BRADLEY: Absolutely none?

WILSON: None.

“I concluded that it could not have happened,” Wilson says, in the taped segment. But what exactly “could not have happened?” From context, it seems that Wilson concluded that there could not have been “a transaction” which sent that uranium to Iraq. But Bush didn’t claim, in his famous 16 words, that Iraq had ever completed a purchase—and Wilson didn’t claim, in his famous Times column, that Iraq could never have made an attempt. (He said it was highly unlikely that a purchase could have been made, due to international supervision.) Sought vs. bought! The millionaire press corps—people like Bradley—have been flummoxed by this distinction right from Day One. How could they have so dumb in the fall of 04? Just watch Bradley last weekend.

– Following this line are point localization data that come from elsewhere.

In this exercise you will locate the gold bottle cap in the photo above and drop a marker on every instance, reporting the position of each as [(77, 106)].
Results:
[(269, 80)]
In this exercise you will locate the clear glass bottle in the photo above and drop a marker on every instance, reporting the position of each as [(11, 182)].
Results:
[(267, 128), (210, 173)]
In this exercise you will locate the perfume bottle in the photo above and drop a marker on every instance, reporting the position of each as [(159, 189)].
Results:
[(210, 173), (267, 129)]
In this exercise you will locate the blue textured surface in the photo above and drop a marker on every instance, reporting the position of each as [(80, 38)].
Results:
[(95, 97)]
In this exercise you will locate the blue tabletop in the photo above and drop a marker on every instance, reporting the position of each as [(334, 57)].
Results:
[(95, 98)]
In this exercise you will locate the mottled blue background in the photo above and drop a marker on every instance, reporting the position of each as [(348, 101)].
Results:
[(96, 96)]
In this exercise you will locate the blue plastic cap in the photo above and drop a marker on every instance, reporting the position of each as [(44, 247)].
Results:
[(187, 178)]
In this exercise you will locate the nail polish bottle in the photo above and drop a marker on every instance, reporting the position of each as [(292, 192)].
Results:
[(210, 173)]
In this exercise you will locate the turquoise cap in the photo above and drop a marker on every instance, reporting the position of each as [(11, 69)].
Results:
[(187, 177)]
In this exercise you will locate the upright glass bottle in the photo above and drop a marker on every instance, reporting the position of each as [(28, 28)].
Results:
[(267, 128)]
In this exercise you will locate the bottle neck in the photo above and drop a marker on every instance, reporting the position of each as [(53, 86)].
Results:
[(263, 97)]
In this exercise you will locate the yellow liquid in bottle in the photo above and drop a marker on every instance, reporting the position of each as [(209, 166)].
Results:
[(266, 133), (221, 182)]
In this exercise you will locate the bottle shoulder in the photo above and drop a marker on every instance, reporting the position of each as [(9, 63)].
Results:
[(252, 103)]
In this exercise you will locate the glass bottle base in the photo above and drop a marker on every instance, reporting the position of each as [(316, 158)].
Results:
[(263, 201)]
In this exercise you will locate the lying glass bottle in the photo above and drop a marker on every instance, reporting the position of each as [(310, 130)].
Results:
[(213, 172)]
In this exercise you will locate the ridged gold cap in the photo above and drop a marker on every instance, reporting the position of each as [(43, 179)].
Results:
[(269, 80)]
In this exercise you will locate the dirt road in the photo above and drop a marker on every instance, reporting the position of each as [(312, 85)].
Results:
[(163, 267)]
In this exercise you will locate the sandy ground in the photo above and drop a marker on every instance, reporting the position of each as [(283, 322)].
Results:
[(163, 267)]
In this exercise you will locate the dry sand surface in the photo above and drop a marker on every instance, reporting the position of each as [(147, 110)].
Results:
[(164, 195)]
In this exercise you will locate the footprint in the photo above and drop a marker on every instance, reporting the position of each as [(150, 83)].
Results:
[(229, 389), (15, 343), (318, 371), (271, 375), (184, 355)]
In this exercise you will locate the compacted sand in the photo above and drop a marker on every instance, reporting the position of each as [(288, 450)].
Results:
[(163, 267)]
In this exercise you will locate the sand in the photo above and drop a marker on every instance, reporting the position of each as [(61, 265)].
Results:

What was comic about this report? In this report, we’re essentially asked to accept the judgments and narratives of a single source—Drumheller—because we agree with his conclusions. But that’s exactly what Drumheller says the Bush Administration was doing! (As a general matter, he’s surely right.) Meanwhile, our analysts started a bit when Drumheller played some Hardball on Tuesday (guest host, David Gregory). Here’s his assessment of Saddam’s WMD. He refers to information obtained surreptitiously in the fall of 02 from Naji Sabri, Iraq`s foreign minister:

GREGORY (4/25/06): So you get this pipeline of information—what did [Sabri] tell you?

DRUMHELLER: He gave us a report in the middle of September of 2002 that was—this came to us through an intermediary, but we were able to verify it—that the, that Saddam had no—had, wanted nuclear weapons but didn’t have, was at least 18 months to two years away from nuclear weapons if they were able to get the fissile material to produce them. So they didn’t even have the fissile material at that point, so they were at least 18 months to two years away. And then—

GREGORY: So, bottom line, summer of 2002, Saddam does not have a nuclear weapon. Does he have an arsenal of weapons of mass destruction?

DRUMHELLER: No. And the biological weapons that were described to us as basically a chemistry set-type of capability, that was all destroyed after the first Gulf War.

GREGORY: But nothing that could threaten U.S. troops, nothing that could threaten our allies, nothing that could threaten the United States.

DRUMHELLER: There was no immediate threat to U.S troops. There were chemical weapons that he described as gas, but they were distributed through the political leaders around the country. And so—and the army, the military didn’t have access to them. And those were not found after the war, so we don`t know what happened.

Good grief! According to Drumheller, Saddam did have chemical weapons—we just don’t know what happened to them. And in theory, he could have had a nuke in as little as 18 months. We haven’t heard that gloomy an account of Saddam’s WMD in the past several years. The Bush Admin should sign this guy up. To our ears, he makes them sound brilliant.

MEANWHILE, IS THIS GUY EVER NOT WRONG: On April 10, two major journalists—Shuster and Olbermann—made a truly amazing statement (see THE DAILY HOWLER, 4/11/06). Each said that the 10/02 National Intelligence Estimate did not include the claim that Iraq was “vigorously trying to procure uranium.” (Translation: Neither guy had bothered to read it.) This week, it was Larry Johnson’s turn. See sentence one in paragraph 3. But then, paragraph 2 is wrong as well. (From the National Intelligence Estimate: “DOE agrees that reconstitution of the nuclear program is underway.”) Paragraph 4, and enjoy a dark chuckle: “Of course, Bush ignored these hard facts.”

What was common about these reports? At The Lake, they approvingly linked both times! Remember the rule, so widely accepted: When sources agree with our conclusions, we rush to applaud things they’ve said.